Dollar was largely steady against other major currencies on Friday but set for its best week in a month thanks to a stronger tone to economic data.
Sterling, which has taken a beating from renewed concern over a hard Brexit, was set for its worst week in over two years against the greenback. Against the euro, the pound was poised for its largest weekly loss since July 2017.
Trade was generally subdued ahead of the Christmas and New Year holiday period.
A final reading of U.S. economic growth in the third quarter, due out later, was expected to get some attention.
Data this week has fueled expectations that the U.S. Federal Reserve is unlikely to cut interest rates again in the near future, bolstering the dollar.
The dollar index was a touch firmer at 97.41. It has recovered almost 0.9 percent from five-month lows hit last week and is up 0.3 percent this week, poised for its biggest weekly rise in a month.
“We’ve held a constructive view on the dollar for two years and expect it to hold relatively steady in the first half of next year, then weaken against the euro as we think the Fed will have to cut rates again,” said Piotr Matys, a currency strategist at Rabobank.

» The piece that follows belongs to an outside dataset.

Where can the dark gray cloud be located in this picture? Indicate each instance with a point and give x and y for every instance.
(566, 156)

The euro was flat at $1.11210, while the dollar was a touch firmer at 109.39 yen.
The Chinese yuan held just on the strong side of the symbolic 7-per-dollar as China’s unveiling of new tariff exemptions on U.S. chemical and oil product imports supported optimism about the Sino-U.S. trade detente.

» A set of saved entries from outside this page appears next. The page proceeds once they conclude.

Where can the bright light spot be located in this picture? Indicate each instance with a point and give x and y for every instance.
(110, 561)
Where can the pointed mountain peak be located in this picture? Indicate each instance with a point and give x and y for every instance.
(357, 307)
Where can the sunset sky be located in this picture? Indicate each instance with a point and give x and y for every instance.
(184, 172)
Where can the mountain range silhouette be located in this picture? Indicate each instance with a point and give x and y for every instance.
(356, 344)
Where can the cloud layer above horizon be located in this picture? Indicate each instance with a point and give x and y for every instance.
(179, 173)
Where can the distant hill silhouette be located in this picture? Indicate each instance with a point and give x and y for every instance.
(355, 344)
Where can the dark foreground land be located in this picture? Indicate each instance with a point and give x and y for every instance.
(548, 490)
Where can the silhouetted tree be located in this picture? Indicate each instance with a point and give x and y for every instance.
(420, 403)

China kept its lending benchmark rate unchanged on Friday, but markets widely expect further monetary easing in 2020 to arrest an economic slowdown.
Britain’s pound steadied, nursing heavy losses. It was 0.15 percent firmer at $1.3023 and at 85.40 pence per euro.

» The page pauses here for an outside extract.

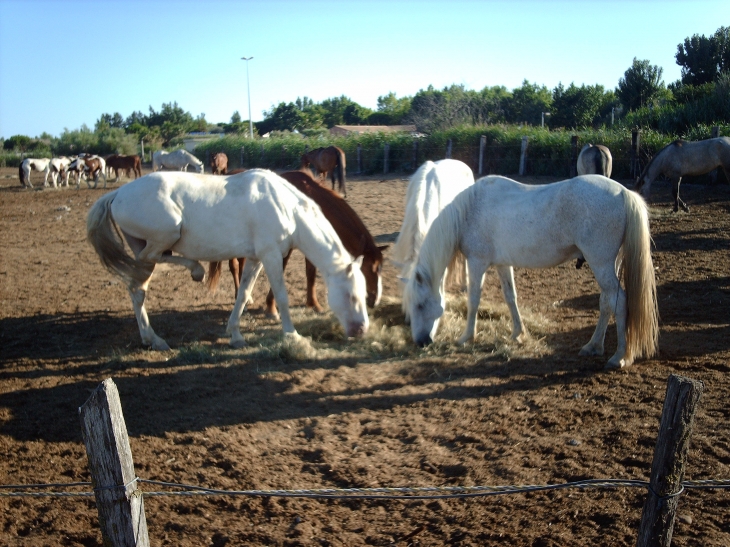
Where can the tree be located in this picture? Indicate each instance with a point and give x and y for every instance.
(641, 85)
(703, 58)
(528, 103)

More than three years since Britain voted to exit the European Union in a 2016 referendum, Prime Minister Boris Johnson’s government will leave the political bloc at the end of January and has set December 2020 as a hard deadline to reach a trade agreement, knocking sterling.
Just a week ago the pound had shot up as a resounding win for Johnson’s Conservative Party in a national election boosted hopes that near-term Brexit uncertainty would end.
“The market was always a little bit naive in a way to think that a Tory election win was going to remove the fog of Brexit,” said Ray Attrill, head of FX strategy at National Australia Bank. “There were obviously some longs in weak hands that got forced out.”